Vu Ba Phu, Director of the Viet Nam Trade Promotion Agency under the Ministry of Industry and Trade talks to Hải Quan (Customs) newspaper about trade promotion strategies to help Vietnam take advantage of free trade agreements.
What do you think about the impacts of trade promotion activities on Vietnam’s export turnover?
There have been recently a number of trade promotion activities including the national trade promotion programme, national brand programme and other activities aiming to improve the capacity of and provide information to enterprises. These activities have boosted export turnover of Vietnamese businesses, especially small and medium-sized enterprises (SMEs) with limited resources.
There have been thousands of training courses each year for SMEs nationwide to improve their capacity, develop their products, brand and product design.
There have been also hundreds of training courses every year for businesses on skills to promote trade and expand market.
The total investment in trade promotion activities including investment from State budget and private sector has reached VND400 billion (US$17 million) to VND500 billion ($21.3 million) per year, which has increased export turnover by 10 per cent.
Trade promotion activities have been conducted in a productive way.
Some say the participation of enterprises in trade fairs has not proved efficiency. What do you think?
I think this matter has not been looked into carefully. Businesses selected to take part in trade fairs have to meet strict criteria of the Ministry of Industry and Trade. For example, businesses have to be qualified for export turnover criteria or have well-performed staff.

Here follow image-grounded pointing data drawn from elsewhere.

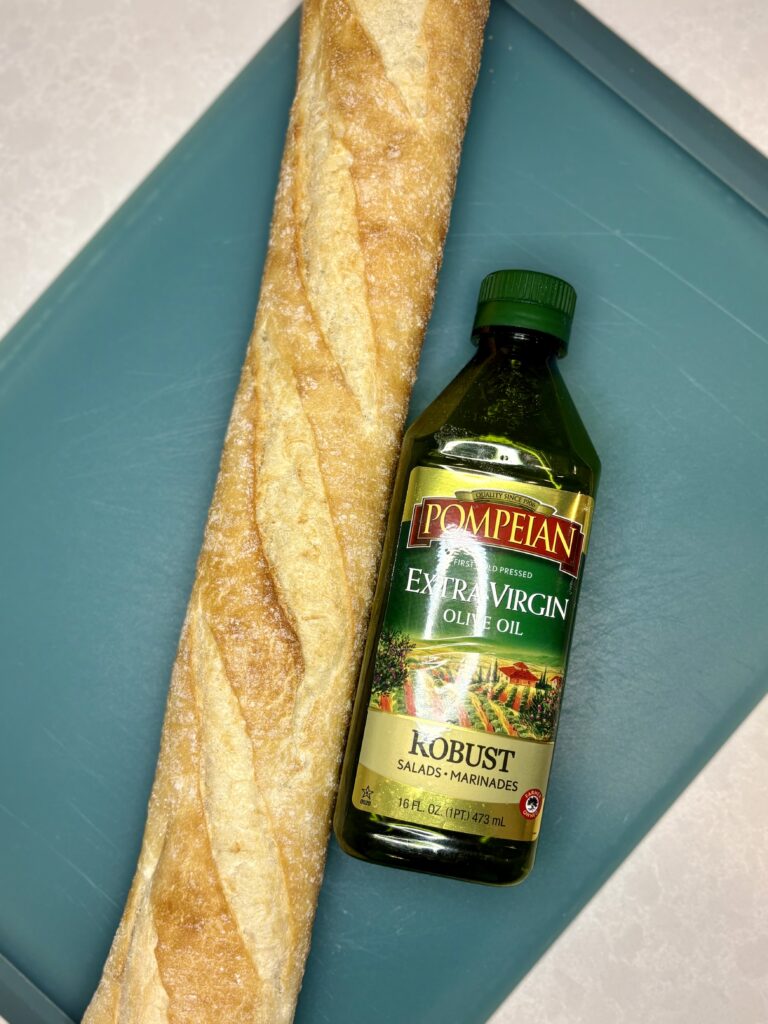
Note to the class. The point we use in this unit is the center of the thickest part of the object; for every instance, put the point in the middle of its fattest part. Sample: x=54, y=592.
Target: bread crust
x=217, y=923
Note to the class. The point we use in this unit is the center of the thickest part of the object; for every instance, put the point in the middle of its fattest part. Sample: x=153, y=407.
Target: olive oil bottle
x=455, y=721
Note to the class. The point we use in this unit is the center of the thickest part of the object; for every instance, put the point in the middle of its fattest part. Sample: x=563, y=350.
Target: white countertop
x=92, y=94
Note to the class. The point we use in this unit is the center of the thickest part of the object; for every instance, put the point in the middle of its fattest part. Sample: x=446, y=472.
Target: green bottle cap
x=526, y=299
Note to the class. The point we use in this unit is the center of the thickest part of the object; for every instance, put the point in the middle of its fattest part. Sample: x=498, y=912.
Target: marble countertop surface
x=92, y=94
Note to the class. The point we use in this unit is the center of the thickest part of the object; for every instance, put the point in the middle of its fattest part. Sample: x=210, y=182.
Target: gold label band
x=452, y=777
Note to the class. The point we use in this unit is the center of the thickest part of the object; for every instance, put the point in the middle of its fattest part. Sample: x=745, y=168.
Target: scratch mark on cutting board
x=721, y=404
x=93, y=825
x=57, y=853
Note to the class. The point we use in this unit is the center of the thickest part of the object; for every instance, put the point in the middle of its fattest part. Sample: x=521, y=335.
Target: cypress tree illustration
x=390, y=671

Although there has not been official number on how many contracts have been signed at trade fairs, it cannot be denied that businesses have chances to approach their markets, customers, introduce products and sign contracts with partners.
Experts said Vietnam’s investment in trade promotion activities had not reached full export potential. What do you think about that?
The State budget allocated for trade promotion remains lower than that of other countries.
The trade promotion budget of Vietnam is as low as 0.11 per cent of the allocation in Malaysia and Thailand and hundreds of times lower than Japan and the Republic of Korea (RoK).
It has been due to the fact that the Vietnamese economy is struggling and is less developed than Japan and the RoK’s.
I think more State budget should be mobilised for trade promotion in the future to better support businesses and trade associations.
What are the priorities of trade promotion activities, especially export promotion?
To fully tap the potential of free trade agreements that Vietnam has signed, overcome challenges posed by global trade and develop export in a sustainable way, there are four orientations for development.
Firstly, promoting the application of information and technology and e-commerce in export promotion.
Secondly, strengthening international co-operation in export promotion; looking for partners for domestic businesses and associations, especially SMEs. We will focus on assisting SMEs and associations to maintain sustainable networks with trading partners.
Thirdly, improving market consultancy services and creating a channel to provide trade opportunities to businesses and making it into an effective channel to connect Vietnamese representative agencies, trade deals with the ministry’s Trade Promotion Agency, Department of Import-Export, local trade promotion agencies, businesses and associations.
Lastly, trade promotion must be conducted along with building, developing and protecting local brands in the domestic and foreign markets. By doing this, enterprises will be granted chances to increase their values and maintain export turnover.
What is the role of export promotion through e-commerce?
E-commerce and digitalization are a trend in global trade.
In 2030, the growth rate of e-commerce, digital commerce and digital economy in Vietnam is forecast to surge by almost 600 times compared with 2003.
Export promotion on e-commerce and digital economic platforms is one of the Ministry of Industry and Trade’s priorities to support enterprises.
The ministry will assist enterprises to improve skills, capacity and knowledge about trade promotion on e-commerce platforms.
The ministry will also connect with global e-commerce service providers such as Amazon, Alibaba, Google and they will come to Vietnam to support businesses in general and SMEs in particular in applying e-commerce tools in their export promotion activities.
Besides Government agencies’ efforts, what is your message to enterprises for more effective trade promotion?
Enterprises themselves need to take an active role in promotion. The Government cannot cover every trade promotion activity within the framework of the national trade promotion programme.
Enterprises need to share investment in trade promotion activities with the Government as well as look for markets, uphold and develop their brands in the global market to ensure sustainable export.